CREATIVE construction and manufacturing firm Stage One has designed a new exhibition to showcase one of its most famous creations.

The Tockwith-based company has produced a pavilion at the Museum of London to house a new gallery called Designing a Monument: The London 2012 Cauldron.

The gallery tells the story of the Cauldron, which was designed by Thomas Heatherwick's Heatherwick Studio and made by Stage One for the London 2012 Olympic and Paralympic Games.

It is the first new gallery addition to the museum since 2010, and will see parts of the Cauldron go on public display for the first time since the games.

Jim Tinsley, Stage One's technical director, said: “Heatherwick Studio’s Cauldron was not just one of the most unusual and complex devices we have ever built - it was also the one that gave us the most pleasure to solve.

"The whole thing was extraordinary: the chance to work with a creative yet highly precise and logical mind like Thomas’s, on a global hold-your-breath moment that worked so, so beautifully.
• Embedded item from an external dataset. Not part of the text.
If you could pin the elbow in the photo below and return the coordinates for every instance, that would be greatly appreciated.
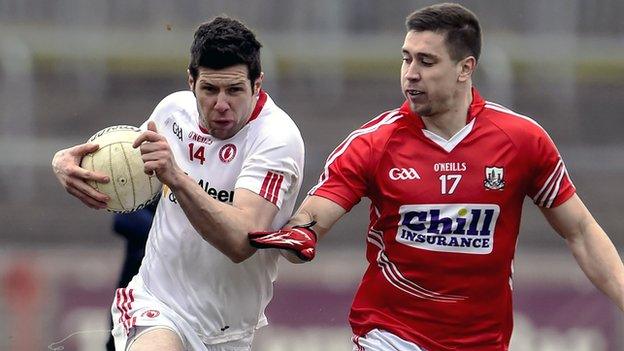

We might have been tearing our hair out at times, but what a joy, what a privilege.”

The Cauldron was made from 204 unique copper elements, each alight and representing every competing nation, arranged in concentric formation at the tips of mechanised steel stems.

The stems pivoted sequentially to form the Cauldron, in which the Olympic and Paralympic flame burnt for the duration of the games.

After the end of the Games, the original copper elements from the Olympic and Paralympic Cauldrons were distributed across the globe to all of the competing nations.

On display in the new gallery is two huge sections of the Cauldron, built by Stage One, including the original steel stems and test versions of the copper elements.

The exhibition also features exclusive filmed interviews with creative engineers from Stage One as well as Thomas Heatherwick, the artistic directors of the Paralympic opening ceremony, and metalworking experts from Contour Autocraft.

The gallery includes a large display of photographs with National Committee representatives, proudly posing with their respective scorched and tarnished petals.